Cancer Early-Detection Test

"Our team, in collaboration with Stefan Bossmann, chemistry, is developing a point-of-care microfluidic device (aka lab on a chip) to detect cancers at their earliest stages when patient prognosis is best and treatment options are less expensive. This device can automatically process a variety of bodily fluids to isolate biomarkers that can be detected using an array of nanobiosensors developed by Dr. Bossmann that are integrated into the device. This nanobiosensor array is powerful because no single biological marker for cancer is different enough from its normal concentration in the body to make an accurate diagnosis. The combination of several markers slightly out of their normal ranges, however, can be detected using statistical methods to give a robust diagnosis.
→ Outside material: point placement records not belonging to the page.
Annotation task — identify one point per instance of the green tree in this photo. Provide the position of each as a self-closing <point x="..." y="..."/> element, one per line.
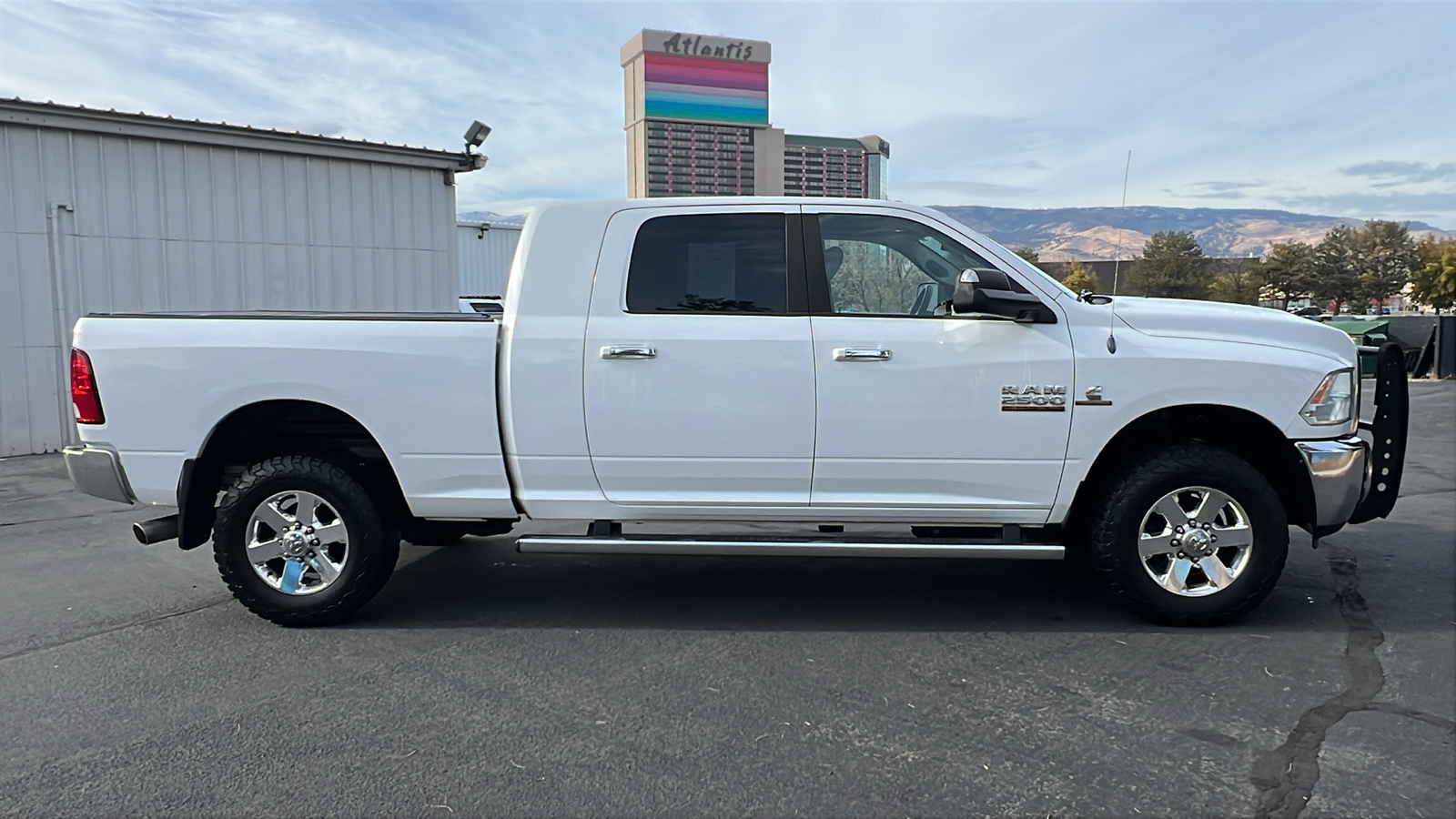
<point x="1079" y="278"/>
<point x="1172" y="266"/>
<point x="1239" y="286"/>
<point x="1288" y="271"/>
<point x="1030" y="254"/>
<point x="1434" y="281"/>
<point x="1387" y="258"/>
<point x="1336" y="274"/>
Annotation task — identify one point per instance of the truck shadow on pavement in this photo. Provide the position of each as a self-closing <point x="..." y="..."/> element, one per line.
<point x="488" y="583"/>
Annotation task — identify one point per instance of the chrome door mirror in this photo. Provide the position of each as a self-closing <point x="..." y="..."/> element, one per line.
<point x="989" y="290"/>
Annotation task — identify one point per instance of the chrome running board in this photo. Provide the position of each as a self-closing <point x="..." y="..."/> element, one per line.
<point x="747" y="547"/>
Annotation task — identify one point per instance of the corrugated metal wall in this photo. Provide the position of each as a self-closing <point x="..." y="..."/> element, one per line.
<point x="485" y="257"/>
<point x="106" y="223"/>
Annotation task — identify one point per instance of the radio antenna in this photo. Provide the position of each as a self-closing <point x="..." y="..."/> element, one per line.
<point x="1117" y="259"/>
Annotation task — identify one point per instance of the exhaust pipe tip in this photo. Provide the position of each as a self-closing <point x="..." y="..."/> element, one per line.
<point x="157" y="530"/>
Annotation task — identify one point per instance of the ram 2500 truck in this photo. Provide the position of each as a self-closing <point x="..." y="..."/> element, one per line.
<point x="868" y="378"/>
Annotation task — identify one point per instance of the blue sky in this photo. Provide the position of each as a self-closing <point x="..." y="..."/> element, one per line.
<point x="1331" y="108"/>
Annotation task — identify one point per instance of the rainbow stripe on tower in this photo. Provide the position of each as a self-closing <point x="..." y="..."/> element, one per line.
<point x="705" y="89"/>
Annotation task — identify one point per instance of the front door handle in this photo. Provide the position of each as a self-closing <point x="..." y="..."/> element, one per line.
<point x="861" y="354"/>
<point x="628" y="351"/>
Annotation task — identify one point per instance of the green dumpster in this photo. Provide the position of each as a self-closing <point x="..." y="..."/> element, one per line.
<point x="1365" y="332"/>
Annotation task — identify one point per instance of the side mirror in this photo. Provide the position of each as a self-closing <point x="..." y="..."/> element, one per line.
<point x="987" y="290"/>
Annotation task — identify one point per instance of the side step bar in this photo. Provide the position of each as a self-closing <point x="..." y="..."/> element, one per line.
<point x="790" y="547"/>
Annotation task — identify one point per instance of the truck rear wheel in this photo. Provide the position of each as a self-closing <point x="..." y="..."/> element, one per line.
<point x="1190" y="535"/>
<point x="300" y="542"/>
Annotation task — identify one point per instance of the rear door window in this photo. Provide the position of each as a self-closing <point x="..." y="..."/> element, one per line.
<point x="735" y="263"/>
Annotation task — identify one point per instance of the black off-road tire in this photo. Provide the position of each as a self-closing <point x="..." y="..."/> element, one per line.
<point x="1113" y="537"/>
<point x="371" y="557"/>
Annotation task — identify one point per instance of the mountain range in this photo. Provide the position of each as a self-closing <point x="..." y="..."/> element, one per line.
<point x="1104" y="234"/>
<point x="1101" y="234"/>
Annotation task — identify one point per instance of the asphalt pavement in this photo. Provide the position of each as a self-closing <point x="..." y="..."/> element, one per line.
<point x="485" y="682"/>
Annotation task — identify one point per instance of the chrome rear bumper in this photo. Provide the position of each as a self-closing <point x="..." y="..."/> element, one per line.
<point x="1339" y="472"/>
<point x="98" y="472"/>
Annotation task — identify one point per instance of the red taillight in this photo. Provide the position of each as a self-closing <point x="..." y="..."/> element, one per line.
<point x="84" y="390"/>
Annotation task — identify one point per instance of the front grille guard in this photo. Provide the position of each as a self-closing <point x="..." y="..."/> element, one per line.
<point x="1388" y="431"/>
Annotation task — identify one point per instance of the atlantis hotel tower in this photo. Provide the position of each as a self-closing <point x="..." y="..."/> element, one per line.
<point x="698" y="124"/>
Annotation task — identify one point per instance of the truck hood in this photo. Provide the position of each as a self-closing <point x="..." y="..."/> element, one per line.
<point x="1183" y="318"/>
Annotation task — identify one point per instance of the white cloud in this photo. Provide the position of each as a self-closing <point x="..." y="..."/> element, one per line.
<point x="1030" y="106"/>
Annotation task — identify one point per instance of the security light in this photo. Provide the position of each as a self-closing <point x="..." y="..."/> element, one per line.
<point x="477" y="133"/>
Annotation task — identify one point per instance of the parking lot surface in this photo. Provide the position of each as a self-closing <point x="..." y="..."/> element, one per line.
<point x="490" y="682"/>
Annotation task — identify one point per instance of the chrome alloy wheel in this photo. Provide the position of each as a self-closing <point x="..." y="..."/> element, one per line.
<point x="298" y="542"/>
<point x="1196" y="541"/>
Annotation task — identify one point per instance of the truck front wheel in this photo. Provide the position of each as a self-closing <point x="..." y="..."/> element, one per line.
<point x="1190" y="535"/>
<point x="300" y="542"/>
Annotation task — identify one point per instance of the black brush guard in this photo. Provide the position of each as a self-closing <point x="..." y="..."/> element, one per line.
<point x="1388" y="430"/>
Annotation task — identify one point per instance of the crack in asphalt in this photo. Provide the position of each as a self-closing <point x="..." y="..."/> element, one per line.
<point x="1286" y="775"/>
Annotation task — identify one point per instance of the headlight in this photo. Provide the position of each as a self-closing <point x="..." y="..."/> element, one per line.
<point x="1332" y="401"/>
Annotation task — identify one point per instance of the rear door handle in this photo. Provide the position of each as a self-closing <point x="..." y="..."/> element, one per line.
<point x="861" y="354"/>
<point x="626" y="351"/>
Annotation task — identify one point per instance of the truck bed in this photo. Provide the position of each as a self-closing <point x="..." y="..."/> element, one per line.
<point x="422" y="385"/>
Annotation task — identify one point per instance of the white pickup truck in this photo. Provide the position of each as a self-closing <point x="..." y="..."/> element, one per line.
<point x="870" y="378"/>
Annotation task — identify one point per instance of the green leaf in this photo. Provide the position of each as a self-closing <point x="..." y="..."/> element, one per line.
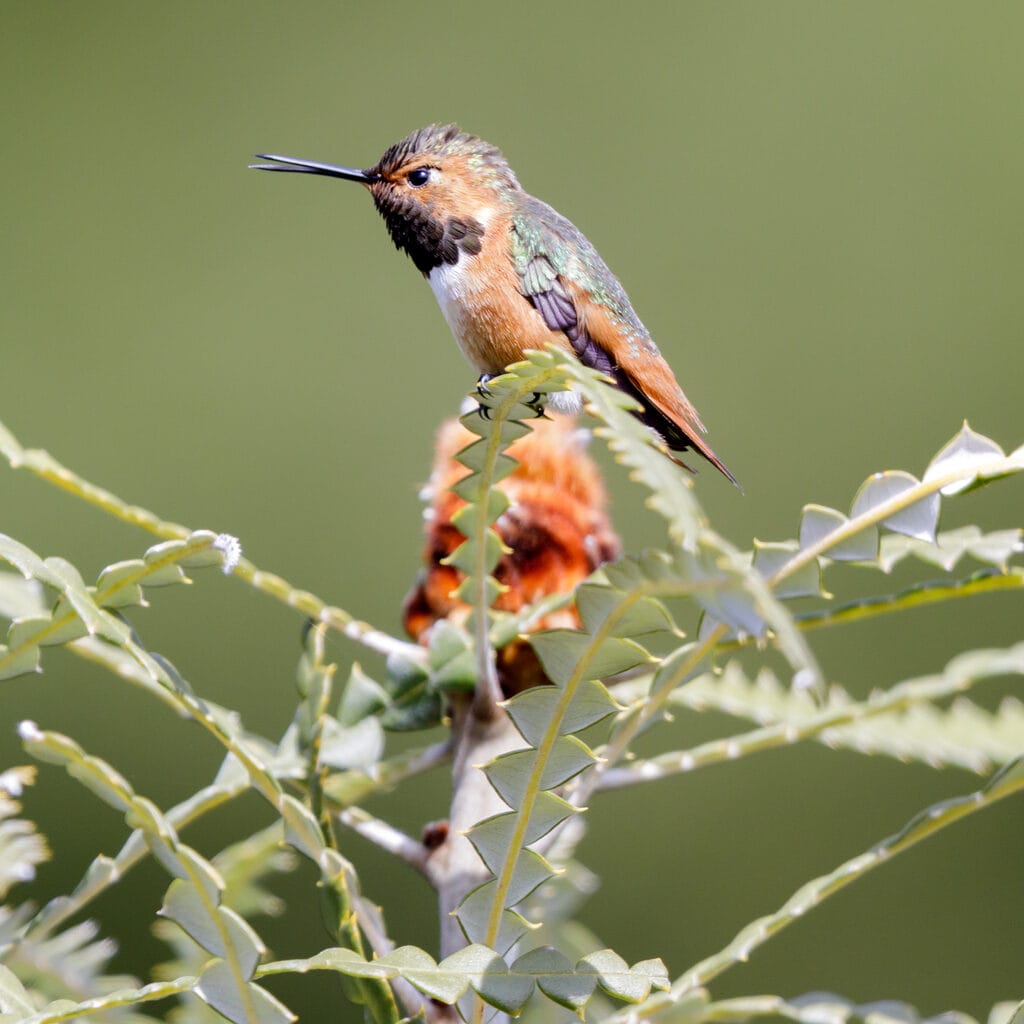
<point x="20" y="598"/>
<point x="769" y="557"/>
<point x="566" y="653"/>
<point x="556" y="978"/>
<point x="969" y="455"/>
<point x="361" y="697"/>
<point x="596" y="602"/>
<point x="919" y="519"/>
<point x="13" y="997"/>
<point x="510" y="773"/>
<point x="120" y="585"/>
<point x="242" y="1003"/>
<point x="532" y="710"/>
<point x="1007" y="781"/>
<point x="359" y="745"/>
<point x="820" y="523"/>
<point x="493" y="837"/>
<point x="217" y="929"/>
<point x="474" y="918"/>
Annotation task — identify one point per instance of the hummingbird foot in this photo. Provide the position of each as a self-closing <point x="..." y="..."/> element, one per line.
<point x="537" y="406"/>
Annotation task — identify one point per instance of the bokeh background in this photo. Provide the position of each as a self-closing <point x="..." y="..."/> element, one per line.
<point x="816" y="209"/>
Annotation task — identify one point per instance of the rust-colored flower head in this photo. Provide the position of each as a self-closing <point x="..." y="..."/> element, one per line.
<point x="556" y="526"/>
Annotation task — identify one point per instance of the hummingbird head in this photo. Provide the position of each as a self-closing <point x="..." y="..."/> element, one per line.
<point x="436" y="190"/>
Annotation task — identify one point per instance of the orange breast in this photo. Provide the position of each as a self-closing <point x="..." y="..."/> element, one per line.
<point x="492" y="321"/>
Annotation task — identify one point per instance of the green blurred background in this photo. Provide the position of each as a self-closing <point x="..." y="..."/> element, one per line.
<point x="816" y="209"/>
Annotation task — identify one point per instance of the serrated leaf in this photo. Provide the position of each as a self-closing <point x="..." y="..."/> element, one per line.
<point x="770" y="556"/>
<point x="218" y="930"/>
<point x="473" y="915"/>
<point x="361" y="697"/>
<point x="967" y="452"/>
<point x="46" y="631"/>
<point x="556" y="977"/>
<point x="464" y="557"/>
<point x="493" y="837"/>
<point x="510" y="773"/>
<point x="301" y="827"/>
<point x="28" y="562"/>
<point x="532" y="710"/>
<point x="20" y="598"/>
<point x="242" y="1004"/>
<point x="419" y="714"/>
<point x="617" y="979"/>
<point x="918" y="519"/>
<point x="118" y="585"/>
<point x="356" y="745"/>
<point x="24" y="663"/>
<point x="819" y="521"/>
<point x="206" y="557"/>
<point x="596" y="602"/>
<point x="13" y="997"/>
<point x="561" y="651"/>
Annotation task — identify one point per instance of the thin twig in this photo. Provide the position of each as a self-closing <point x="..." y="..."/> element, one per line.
<point x="385" y="837"/>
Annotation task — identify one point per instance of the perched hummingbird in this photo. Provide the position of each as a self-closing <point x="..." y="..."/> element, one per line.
<point x="511" y="273"/>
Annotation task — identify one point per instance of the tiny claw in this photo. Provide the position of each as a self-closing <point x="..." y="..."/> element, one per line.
<point x="481" y="385"/>
<point x="536" y="403"/>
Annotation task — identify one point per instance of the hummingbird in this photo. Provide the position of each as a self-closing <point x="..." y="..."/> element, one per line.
<point x="511" y="273"/>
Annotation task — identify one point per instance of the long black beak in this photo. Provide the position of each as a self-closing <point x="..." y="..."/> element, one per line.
<point x="312" y="167"/>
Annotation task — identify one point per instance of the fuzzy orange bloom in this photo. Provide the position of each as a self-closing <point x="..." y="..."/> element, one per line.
<point x="556" y="525"/>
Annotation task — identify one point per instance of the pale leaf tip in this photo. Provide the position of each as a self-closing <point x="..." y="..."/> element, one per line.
<point x="28" y="730"/>
<point x="230" y="547"/>
<point x="804" y="680"/>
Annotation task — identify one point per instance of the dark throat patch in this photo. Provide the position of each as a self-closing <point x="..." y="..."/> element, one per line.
<point x="430" y="241"/>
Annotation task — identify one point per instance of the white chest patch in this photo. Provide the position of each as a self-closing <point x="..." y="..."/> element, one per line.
<point x="450" y="285"/>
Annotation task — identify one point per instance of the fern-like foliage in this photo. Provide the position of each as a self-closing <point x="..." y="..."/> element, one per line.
<point x="902" y="722"/>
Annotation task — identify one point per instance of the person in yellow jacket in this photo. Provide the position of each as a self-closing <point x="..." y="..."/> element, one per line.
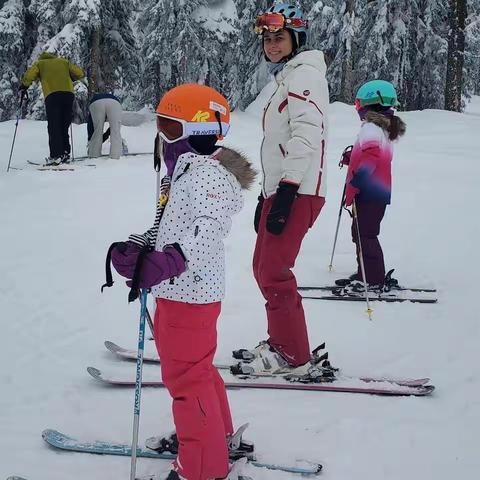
<point x="56" y="75"/>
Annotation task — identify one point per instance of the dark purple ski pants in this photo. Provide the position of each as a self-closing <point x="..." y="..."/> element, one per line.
<point x="370" y="215"/>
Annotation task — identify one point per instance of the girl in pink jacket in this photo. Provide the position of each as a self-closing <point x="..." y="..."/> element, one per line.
<point x="369" y="176"/>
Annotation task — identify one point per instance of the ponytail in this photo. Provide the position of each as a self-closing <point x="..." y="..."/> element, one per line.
<point x="396" y="128"/>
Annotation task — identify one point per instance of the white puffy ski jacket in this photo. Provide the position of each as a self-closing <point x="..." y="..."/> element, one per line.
<point x="205" y="192"/>
<point x="295" y="127"/>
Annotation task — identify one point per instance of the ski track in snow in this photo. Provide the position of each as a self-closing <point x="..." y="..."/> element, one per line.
<point x="57" y="226"/>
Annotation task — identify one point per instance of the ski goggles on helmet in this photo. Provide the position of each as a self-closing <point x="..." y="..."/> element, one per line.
<point x="274" y="22"/>
<point x="173" y="129"/>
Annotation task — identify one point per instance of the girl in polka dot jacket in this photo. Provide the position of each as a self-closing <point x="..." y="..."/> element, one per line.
<point x="186" y="270"/>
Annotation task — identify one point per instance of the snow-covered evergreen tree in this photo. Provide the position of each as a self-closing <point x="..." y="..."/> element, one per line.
<point x="472" y="54"/>
<point x="12" y="32"/>
<point x="456" y="55"/>
<point x="253" y="72"/>
<point x="119" y="58"/>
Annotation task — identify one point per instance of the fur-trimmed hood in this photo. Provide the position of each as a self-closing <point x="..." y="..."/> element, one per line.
<point x="383" y="121"/>
<point x="238" y="165"/>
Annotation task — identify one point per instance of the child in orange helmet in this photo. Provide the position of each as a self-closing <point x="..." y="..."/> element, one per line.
<point x="186" y="271"/>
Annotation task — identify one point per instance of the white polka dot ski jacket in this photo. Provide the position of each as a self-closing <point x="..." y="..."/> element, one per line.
<point x="206" y="191"/>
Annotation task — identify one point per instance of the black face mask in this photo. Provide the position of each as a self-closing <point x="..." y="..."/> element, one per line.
<point x="203" y="144"/>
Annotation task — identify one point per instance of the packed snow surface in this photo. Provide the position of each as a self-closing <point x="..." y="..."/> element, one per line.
<point x="55" y="231"/>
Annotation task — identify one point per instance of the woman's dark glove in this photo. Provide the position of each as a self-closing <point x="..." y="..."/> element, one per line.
<point x="258" y="213"/>
<point x="282" y="204"/>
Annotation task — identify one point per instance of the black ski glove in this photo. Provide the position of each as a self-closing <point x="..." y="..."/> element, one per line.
<point x="258" y="213"/>
<point x="278" y="215"/>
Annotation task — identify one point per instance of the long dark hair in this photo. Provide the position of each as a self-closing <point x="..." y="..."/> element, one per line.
<point x="397" y="128"/>
<point x="384" y="117"/>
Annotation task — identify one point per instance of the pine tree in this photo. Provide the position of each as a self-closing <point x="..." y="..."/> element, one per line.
<point x="456" y="54"/>
<point x="472" y="52"/>
<point x="252" y="67"/>
<point x="12" y="63"/>
<point x="118" y="48"/>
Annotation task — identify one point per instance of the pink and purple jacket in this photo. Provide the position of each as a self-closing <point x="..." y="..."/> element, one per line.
<point x="369" y="176"/>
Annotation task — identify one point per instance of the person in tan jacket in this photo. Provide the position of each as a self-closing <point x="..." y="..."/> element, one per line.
<point x="56" y="74"/>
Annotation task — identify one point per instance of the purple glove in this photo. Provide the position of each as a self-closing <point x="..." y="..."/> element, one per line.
<point x="125" y="259"/>
<point x="160" y="266"/>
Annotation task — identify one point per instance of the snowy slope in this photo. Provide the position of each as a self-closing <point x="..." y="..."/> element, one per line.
<point x="55" y="230"/>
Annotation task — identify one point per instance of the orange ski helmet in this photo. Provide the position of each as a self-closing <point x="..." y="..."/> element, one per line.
<point x="192" y="109"/>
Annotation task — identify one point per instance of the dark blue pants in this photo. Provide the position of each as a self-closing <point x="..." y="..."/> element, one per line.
<point x="59" y="106"/>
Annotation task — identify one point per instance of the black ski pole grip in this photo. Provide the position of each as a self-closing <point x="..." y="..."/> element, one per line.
<point x="133" y="294"/>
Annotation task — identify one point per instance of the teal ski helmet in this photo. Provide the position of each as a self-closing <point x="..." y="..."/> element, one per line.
<point x="289" y="11"/>
<point x="376" y="92"/>
<point x="292" y="20"/>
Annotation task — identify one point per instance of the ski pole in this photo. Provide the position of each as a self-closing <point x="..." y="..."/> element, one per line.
<point x="150" y="324"/>
<point x="18" y="115"/>
<point x="338" y="226"/>
<point x="138" y="381"/>
<point x="360" y="256"/>
<point x="71" y="136"/>
<point x="344" y="161"/>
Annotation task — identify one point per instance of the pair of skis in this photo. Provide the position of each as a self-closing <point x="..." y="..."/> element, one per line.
<point x="61" y="441"/>
<point x="342" y="383"/>
<point x="397" y="294"/>
<point x="70" y="166"/>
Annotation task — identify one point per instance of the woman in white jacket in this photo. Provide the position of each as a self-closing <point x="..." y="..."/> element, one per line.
<point x="293" y="188"/>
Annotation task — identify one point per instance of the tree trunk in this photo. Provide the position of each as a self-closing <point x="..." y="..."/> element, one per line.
<point x="347" y="81"/>
<point x="456" y="55"/>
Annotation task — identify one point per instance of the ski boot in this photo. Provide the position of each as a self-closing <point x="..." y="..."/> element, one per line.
<point x="52" y="161"/>
<point x="65" y="158"/>
<point x="390" y="283"/>
<point x="249" y="355"/>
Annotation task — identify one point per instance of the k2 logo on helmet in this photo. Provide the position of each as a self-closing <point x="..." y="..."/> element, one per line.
<point x="201" y="116"/>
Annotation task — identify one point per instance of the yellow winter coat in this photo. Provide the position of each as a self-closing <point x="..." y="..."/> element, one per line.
<point x="55" y="73"/>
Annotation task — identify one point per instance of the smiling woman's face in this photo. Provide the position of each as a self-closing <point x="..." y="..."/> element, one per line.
<point x="277" y="45"/>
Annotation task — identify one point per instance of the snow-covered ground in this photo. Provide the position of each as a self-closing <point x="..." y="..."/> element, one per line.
<point x="54" y="234"/>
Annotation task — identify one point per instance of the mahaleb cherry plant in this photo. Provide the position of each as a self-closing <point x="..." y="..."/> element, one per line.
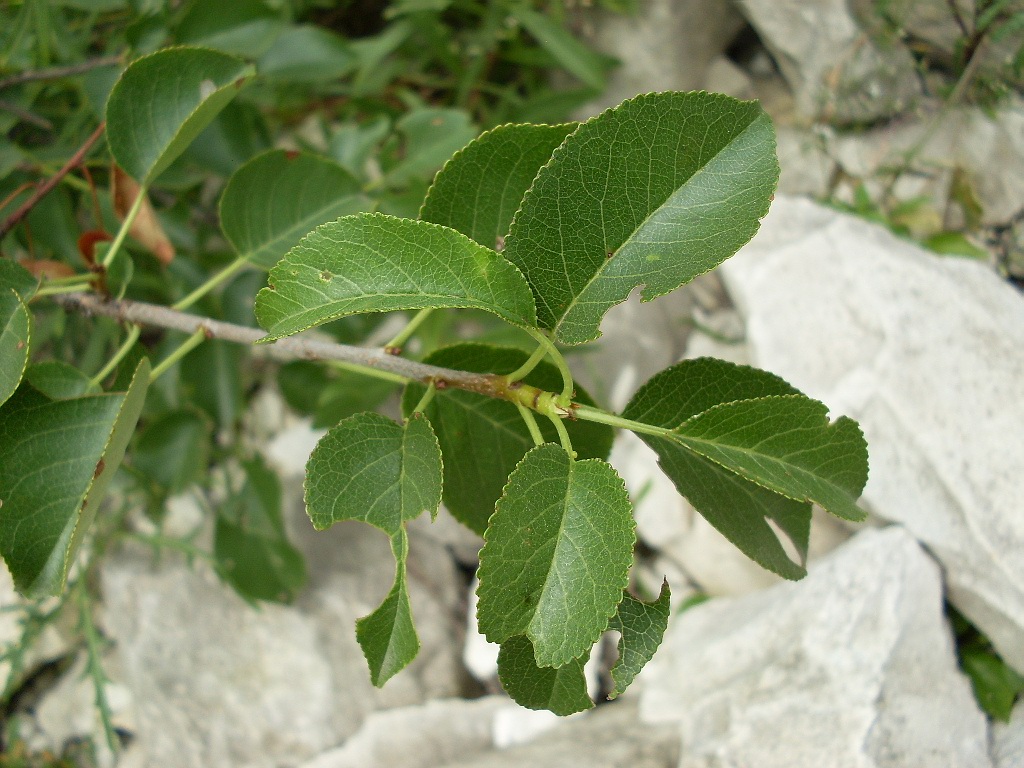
<point x="546" y="226"/>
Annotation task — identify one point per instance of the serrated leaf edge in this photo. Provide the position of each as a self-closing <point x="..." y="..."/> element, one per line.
<point x="559" y="151"/>
<point x="377" y="215"/>
<point x="487" y="133"/>
<point x="862" y="442"/>
<point x="633" y="527"/>
<point x="248" y="73"/>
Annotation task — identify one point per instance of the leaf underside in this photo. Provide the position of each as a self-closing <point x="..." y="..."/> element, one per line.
<point x="274" y="199"/>
<point x="387" y="636"/>
<point x="483" y="438"/>
<point x="164" y="100"/>
<point x="556" y="556"/>
<point x="377" y="263"/>
<point x="561" y="690"/>
<point x="757" y="471"/>
<point x="641" y="628"/>
<point x="56" y="460"/>
<point x="371" y="469"/>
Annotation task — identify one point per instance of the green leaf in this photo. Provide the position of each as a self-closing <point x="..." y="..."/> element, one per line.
<point x="652" y="193"/>
<point x="739" y="509"/>
<point x="56" y="460"/>
<point x="15" y="329"/>
<point x="641" y="628"/>
<point x="245" y="28"/>
<point x="369" y="468"/>
<point x="250" y="543"/>
<point x="387" y="636"/>
<point x="482" y="438"/>
<point x="13" y="275"/>
<point x="271" y="202"/>
<point x="211" y="379"/>
<point x="376" y="263"/>
<point x="164" y="100"/>
<point x="787" y="445"/>
<point x="173" y="450"/>
<point x="478" y="190"/>
<point x="16" y="289"/>
<point x="995" y="684"/>
<point x="569" y="52"/>
<point x="556" y="556"/>
<point x="58" y="381"/>
<point x="561" y="690"/>
<point x="432" y="135"/>
<point x="307" y="54"/>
We have developed the technology to package and array these nanobiosensors into a small, inexpensive and partially disposable microfluidic platform that can be integrated with a smart phone. We envision that such a device could be used in a physician’s office during annual checkups to diagnose a variety of cancers in their earliest stages."

Kinase Signaling

"Kinases are enzymes that transfer phosphorous-containing molecules to other proteins, which can be very important to the functionality of the recipient. Our group is interested in how the misregulation of various kinase signaling pathways within a cell leads to uncontrolled cell growth (i.e. cancer). Because of the rapid nature of the kinase signaling processes it is difficult to study such cascades on the pooled contents of many cells; therefore, we are pioneering an alternative method that focuses on measuring kinase activation in individual cells. In order to handle and manipulate individual cells, we use microfluidic (aka lab on a chip) devices. These devices have channels etched in them that are smaller than a human hair. We can direct cells through these channels and expose them to various reagents that can either activate or inhibit particular kinases. We then rapidly break open the cell and separate out the various kinases to see how the reagents (both potential cancer causing agents and potential pharmaceutical agents) perturb the signaling cascade."